There are several big challenges ahead for language documentation and the corpora it produces. Some, as the tension between the general movement to open access to research data and the need to protect the individual and intellectual property rights of speakers and researchers are in principle solved by providing different levels of (controlled and possibly restricted) access and employing codes of conducts and other ethical and legal agreements. Still, this state of affairs has constantly to be re-thought and discussed. The same holds for new insights and methods for language strengthening and revitalization, promoting multilinguality and the fruitful interaction between coexisting cultures, and the digital inclusion of linguistic, social and cultural minorities. Obviously, these are questions that cannot be solved by science (alone).

Others are only beginning to be properly addressed, such as the mobilization language data: the future shape of language documentation and archives will be radically different from its current state, in view of new opportunities, needs and goals beyond data gathering, language description and revitalization. How can be ensured that many users, from researchers via the speakers themselves and the general public, make the best use of the data, that novel research questions are addressed and answered with the support from language documentation corpora? How can the process of creating, annotating and archiving new, high-quality documentation data be made easier even for community members without the presence and support of a LD project and researchers from abroad?

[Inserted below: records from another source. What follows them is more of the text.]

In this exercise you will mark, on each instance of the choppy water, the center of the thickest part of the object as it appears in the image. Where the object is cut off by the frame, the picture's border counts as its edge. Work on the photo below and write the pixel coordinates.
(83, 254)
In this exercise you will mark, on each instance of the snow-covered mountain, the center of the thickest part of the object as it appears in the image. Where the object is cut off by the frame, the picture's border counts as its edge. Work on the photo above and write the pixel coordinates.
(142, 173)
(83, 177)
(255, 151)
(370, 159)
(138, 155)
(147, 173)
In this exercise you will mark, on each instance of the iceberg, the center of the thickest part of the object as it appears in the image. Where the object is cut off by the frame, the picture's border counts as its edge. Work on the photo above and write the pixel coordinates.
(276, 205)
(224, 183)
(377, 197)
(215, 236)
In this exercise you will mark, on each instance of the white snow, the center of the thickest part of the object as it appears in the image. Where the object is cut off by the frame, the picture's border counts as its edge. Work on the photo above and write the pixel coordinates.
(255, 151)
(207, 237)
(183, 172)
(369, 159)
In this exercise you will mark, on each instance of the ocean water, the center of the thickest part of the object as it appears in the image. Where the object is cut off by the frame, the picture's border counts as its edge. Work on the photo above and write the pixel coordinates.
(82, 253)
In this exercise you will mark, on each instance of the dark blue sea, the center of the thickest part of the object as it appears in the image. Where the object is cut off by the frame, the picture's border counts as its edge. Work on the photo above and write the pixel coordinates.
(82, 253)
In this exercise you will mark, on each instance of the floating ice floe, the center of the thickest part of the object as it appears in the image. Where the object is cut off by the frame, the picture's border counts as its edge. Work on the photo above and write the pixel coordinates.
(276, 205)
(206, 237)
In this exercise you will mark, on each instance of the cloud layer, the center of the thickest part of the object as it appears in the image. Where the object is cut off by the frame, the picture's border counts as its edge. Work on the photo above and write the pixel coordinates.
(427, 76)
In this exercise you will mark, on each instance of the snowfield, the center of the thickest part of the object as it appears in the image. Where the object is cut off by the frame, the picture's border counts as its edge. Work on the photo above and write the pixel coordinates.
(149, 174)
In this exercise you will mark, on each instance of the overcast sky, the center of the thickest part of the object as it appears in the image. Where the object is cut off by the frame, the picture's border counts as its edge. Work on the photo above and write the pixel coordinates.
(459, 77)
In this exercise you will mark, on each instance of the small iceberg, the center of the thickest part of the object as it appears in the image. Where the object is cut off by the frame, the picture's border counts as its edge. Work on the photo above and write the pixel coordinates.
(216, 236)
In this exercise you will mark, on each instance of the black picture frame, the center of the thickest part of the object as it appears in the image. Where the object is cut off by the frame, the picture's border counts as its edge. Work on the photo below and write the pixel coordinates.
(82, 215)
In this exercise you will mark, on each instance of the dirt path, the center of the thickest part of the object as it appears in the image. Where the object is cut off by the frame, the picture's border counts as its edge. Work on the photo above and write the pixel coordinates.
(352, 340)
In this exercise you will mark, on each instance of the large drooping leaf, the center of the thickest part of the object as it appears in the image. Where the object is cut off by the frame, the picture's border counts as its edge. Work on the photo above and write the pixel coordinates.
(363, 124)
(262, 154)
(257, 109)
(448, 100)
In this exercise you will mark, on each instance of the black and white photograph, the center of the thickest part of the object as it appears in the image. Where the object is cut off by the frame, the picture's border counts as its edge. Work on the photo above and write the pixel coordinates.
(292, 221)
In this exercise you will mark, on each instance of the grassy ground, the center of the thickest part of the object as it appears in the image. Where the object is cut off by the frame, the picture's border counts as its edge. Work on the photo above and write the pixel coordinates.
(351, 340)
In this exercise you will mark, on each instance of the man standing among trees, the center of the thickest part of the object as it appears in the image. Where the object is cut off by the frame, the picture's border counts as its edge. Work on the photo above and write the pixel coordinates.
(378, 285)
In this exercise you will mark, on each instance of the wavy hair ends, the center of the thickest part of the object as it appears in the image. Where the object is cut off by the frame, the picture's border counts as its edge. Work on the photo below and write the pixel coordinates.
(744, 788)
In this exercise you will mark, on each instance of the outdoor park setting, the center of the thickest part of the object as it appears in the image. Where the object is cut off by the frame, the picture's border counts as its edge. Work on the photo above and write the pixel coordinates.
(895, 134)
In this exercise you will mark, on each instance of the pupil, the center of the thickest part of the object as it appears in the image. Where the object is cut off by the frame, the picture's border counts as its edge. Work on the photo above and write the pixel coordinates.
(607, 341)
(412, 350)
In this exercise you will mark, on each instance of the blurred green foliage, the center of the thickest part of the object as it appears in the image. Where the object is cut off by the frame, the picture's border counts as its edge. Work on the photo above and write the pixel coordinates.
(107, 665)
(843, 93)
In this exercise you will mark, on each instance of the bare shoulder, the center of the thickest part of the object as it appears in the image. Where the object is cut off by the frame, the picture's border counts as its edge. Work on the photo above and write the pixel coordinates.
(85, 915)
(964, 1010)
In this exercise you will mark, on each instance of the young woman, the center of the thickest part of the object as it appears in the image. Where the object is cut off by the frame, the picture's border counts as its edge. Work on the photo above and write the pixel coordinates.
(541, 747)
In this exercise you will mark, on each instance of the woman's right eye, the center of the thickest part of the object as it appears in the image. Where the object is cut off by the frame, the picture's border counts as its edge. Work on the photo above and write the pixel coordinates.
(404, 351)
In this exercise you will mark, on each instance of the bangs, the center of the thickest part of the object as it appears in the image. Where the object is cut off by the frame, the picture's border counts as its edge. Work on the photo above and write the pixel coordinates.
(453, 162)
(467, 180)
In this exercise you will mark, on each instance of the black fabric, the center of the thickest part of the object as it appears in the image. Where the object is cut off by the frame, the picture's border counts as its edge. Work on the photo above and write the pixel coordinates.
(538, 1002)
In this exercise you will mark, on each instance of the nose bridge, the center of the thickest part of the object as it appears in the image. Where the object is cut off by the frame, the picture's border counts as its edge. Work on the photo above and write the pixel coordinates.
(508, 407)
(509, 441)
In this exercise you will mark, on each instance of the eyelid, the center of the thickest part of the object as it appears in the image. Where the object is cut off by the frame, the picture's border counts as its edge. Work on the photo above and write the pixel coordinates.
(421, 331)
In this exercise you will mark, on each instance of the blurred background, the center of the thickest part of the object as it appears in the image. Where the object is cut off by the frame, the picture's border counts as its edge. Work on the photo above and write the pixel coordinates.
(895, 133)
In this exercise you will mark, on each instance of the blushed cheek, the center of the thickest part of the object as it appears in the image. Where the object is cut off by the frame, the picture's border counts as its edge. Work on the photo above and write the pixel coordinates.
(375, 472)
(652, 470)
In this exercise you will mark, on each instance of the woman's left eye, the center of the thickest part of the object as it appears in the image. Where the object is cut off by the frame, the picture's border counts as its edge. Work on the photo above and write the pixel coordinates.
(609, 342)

The closer interaction of LD and computational techniques as being developed in the context of the DH will certainly help to improve the situation with respect to one of the major impediments in LD: the high costs for annotating the rich corpora. This is currently done mostly by hand, albeit in some cases with semi-automatic support, such as in the case of morphological glossing based on string-matching with a lexical database. Still, segmenting recordings into utterances, identifying the speaker, transcribing the original utterance and providing further annotation is a very time-intensive work which is mostly done by experts and only to a smaller part can be delegated for instance to well-trained native speakers. Here new computational methods which work reasonably well for written major languages can be generalized or adapted for other languages, and statistical methods can be used to segment and label audio and video data based on speaker and/or gesture recognition. The team at The Language Archive is working on the inclusion of such methods into their tools. The better this integration is, the broader are the possible uses in many humanities disciplines way beyond the field of language documentation.

Notes

1.Three projects on geographically close languages in the Upper Xingu area in central Brazil formed a collaborative project within the consortium.